June 14, 2015    5 minute read

An Insight into the Forex Manipulation Scandal

   June 14, 2015    5 minute read

An Insight into the Forex Manipulation Scandal

The Foreign Exchange Market is the largest and most volatile financial market worldwide. According to The Bank for International Settlements the daily trading volume is around $5.3 trillion. The Forex assets are pairs of currencies from which client can choose numerous combinations. Their prices are simply established through forces of demand and supply, together with continuous economic news in the market.

Therefore, the question arises: why is it so easy to invest in Forex? This is due to the volume and magnitude of trades conducted in the market and thus the high level of liquidity. Additionally, one is able to have a degree of leverage, magnifying moves up and down of a particular investment. Traders can make profit during the day and close their positions for the night. Lastly, it seems very easy to trade currencies, one doesn’t need a specific stock or a company analysis to see the trend in Forex pairs. Hence, if the market is so large, the incentive to cheat and overcome regulation rises.
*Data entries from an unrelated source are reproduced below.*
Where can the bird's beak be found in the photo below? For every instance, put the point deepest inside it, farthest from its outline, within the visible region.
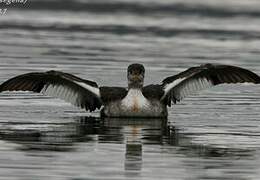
(136, 77)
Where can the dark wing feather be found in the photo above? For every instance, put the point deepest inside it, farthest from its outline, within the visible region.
(109, 94)
(204, 76)
(80, 92)
(153, 91)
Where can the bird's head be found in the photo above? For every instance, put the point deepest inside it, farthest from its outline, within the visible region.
(135, 75)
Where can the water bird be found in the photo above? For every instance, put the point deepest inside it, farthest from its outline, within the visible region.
(136, 100)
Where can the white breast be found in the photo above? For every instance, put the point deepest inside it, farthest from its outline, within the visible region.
(135, 105)
(135, 101)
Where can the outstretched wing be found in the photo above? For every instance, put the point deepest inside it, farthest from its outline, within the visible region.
(198, 78)
(79, 92)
Within the market, one can take positions on today’s’ spot prices, as well as the future forward prices. Consequently, traders make money on a gap between the price at which they buy and the price at which they sell the currency to the clients. In the past, pegged exchange rates established by the Bretton Woods System, prevented the manipulation of currencies. Nevertheless, after 1973 the dollar-gold standard was eventually removed by American President Richard Nixon. The return of the freely floating interest rates together with a higher volatility of the market, brought an incentive to influence the prices of currencies.

The closing currency “fix” refers to benchmark foreign exchange rates that are set in London at 4 p.m. daily.  Known as the WM/Reuters benchmark rates, they are determined on the basis of actual buy and sell transactions conducted by traders in the interbank market during a 60-second window (30 seconds either side of 4 p.m.). The benchmark rates for 21 major currencies are based on the median level of all trades that go through in this one-minute period.

There are usually three scenarios under which traders tend to act around the fix frame. The typical one (Scenario 1), is to place orders during the fix. If however traders are aware of an increase in prices at a “4 pm fix”, they are likely to place potential orders in the market, prior to the fixing. They can do so either individually (scenario 2 ) or collectively (scenario 3). When placing orders separately, the gain from each trade is quite insignificant. Alternatively, if the traders decide to collude, and submit the orders jointly, the variations on price and thus the profit is maximised. Using trading floor jargon traders can easily “Bang the close”, so place aggressive buy or sell orders and hence manipulate the market.

Scenario 1: Traders submitting orders during the fix (Source: BBC)

Scenario 2: Traders submitting the orders prior to the event (Source: BBC)

Scenario 3: Traders submitting the orders through collusion (Source: BBC)

This was exactly the case in the scandal of May 2015. The collusion of traders from different banks meant that they could have influence on prices of currency pairs prior to the fixing. Following that, banks were capable of earning an extra margin between the price at which they bought and sold at. The scandal involved such giants as HSBC, that earned up to $162,000 profits in May. It did so through sharing of information about theirs’ clients orders and contributing to the downward pressure on the price of GBP/USD in April (Graph 1). Other case was the EUR/USD price (Graph 2), augmented in May predominantly by the Citi traders, ending with a profit of $99,000.

Graph 1: GBP/USD (Source: FreeStockCharts.com)

Graph 1: GBP/USD (Source: FreeStockCharts.com)

Graph 2: EUR/USD (Source: FreeStockCharts.com)

Graph 2: EUR/USD (Source: FreeStockCharts.com)

Naturally, an illegal manipulation of currencies has been an on-going saga and the Financial Stability Board had increased the investigations over collusion in the markets. One of its proposals included an extension of the fix window from 1 minute to 5 minutes. This would imply that the average prices would be based over a longer time frame, and potential volatility of rates caused by large market orders, would be reduced. Simultaneously, the United States Department of Justice has granted a fine totaling $5.7bn to Barclays, Citigroup, JP Morgan, and Royal Bank of Scotland, all of whom pleaded guilty for collective manipulating on exchange rates.

Taking into account the exchange rate swings, the social impact still remains quite implicit to the general public. While the price fluctuations are too small to be felt by holidaymakers, exchanging rather small amount of currencies, the rise of a threat and a distrust in both the financial markets and Forex traders, create a rather pessimistic ambiance amongst investors, particularly with the clients of the banks, such as pension funds or corporates managing their currency liabilities. Currently, the incentive to cheat driven by a high leverage outgrows the paradoxical low reward as not to cheat for the individual traders.